I suspect this is the real significance of the moment we are entering. the successor to WIMP is probably not “chat,” at least not in the simplistic sense people sometimes mean. we are not heading toward a world where all software collapses into a text box. WIMP solved a real problem. it gave us stable, visual, learnable systems. those properties still matter.

but fixed graphical interfaces stop being the only sensible contract between user and machine once the user can increasingly express procedures through a model. some interfaces will still be hand-authored. some will be generated. some will be assembled on the fly around a particular task. some will disappear into the background and exist mostly as code running on the user’s behalf.

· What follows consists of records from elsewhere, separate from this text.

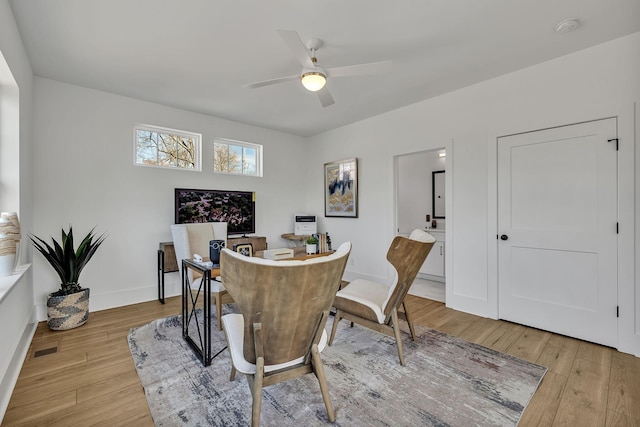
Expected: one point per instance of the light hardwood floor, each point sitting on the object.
(91, 380)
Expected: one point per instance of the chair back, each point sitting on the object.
(189, 239)
(406, 254)
(290, 299)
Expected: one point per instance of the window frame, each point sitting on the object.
(243, 144)
(197, 137)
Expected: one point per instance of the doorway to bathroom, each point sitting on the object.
(420, 203)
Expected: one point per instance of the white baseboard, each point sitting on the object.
(10, 378)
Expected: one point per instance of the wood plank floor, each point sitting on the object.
(91, 379)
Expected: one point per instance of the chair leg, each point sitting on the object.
(233, 373)
(318, 369)
(336, 320)
(219, 309)
(409, 321)
(256, 391)
(396, 332)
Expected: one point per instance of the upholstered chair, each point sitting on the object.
(376, 305)
(190, 239)
(284, 307)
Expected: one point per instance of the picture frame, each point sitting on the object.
(245, 249)
(341, 188)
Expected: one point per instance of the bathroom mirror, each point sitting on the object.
(437, 194)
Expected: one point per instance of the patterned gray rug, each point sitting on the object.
(446, 382)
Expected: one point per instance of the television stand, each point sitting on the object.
(259, 243)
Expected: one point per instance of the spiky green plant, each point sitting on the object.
(67, 261)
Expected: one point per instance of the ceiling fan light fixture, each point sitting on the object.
(313, 81)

the important shift is that the behavior of the system no longer has to be fully predetermined by the product team before the user arrives. some part of it can now be synthesized at runtime.

that is what I mean by “after wimp.” not the end of interfaces, but the end of the assumption that interfaces must be fully fixed in advance because users cannot program the machine.

for a long time, software was organized around a social fact as much as a technical one: programmers got code, everyone else got buttons. llms unsettle that distinction. safe sandboxes make it operational.

that is why code mode felt bigger to me than it first appeared. it started as an optimization story about tools, MCP, context windows, and token pressure. those wins are real. but the thing it pointed toward was much larger. once users have access to systems that can generate code on their behalf, the next important question is not just how smart the model is. it is whether our software platforms are prepared to host user-specific code safely, quickly, and with tight control over what that code can do.

I think that question is going to shape the next era of human-computer interaction more than we currently realize. I’m looking forward to seeing how it plays out, shit sounds fun.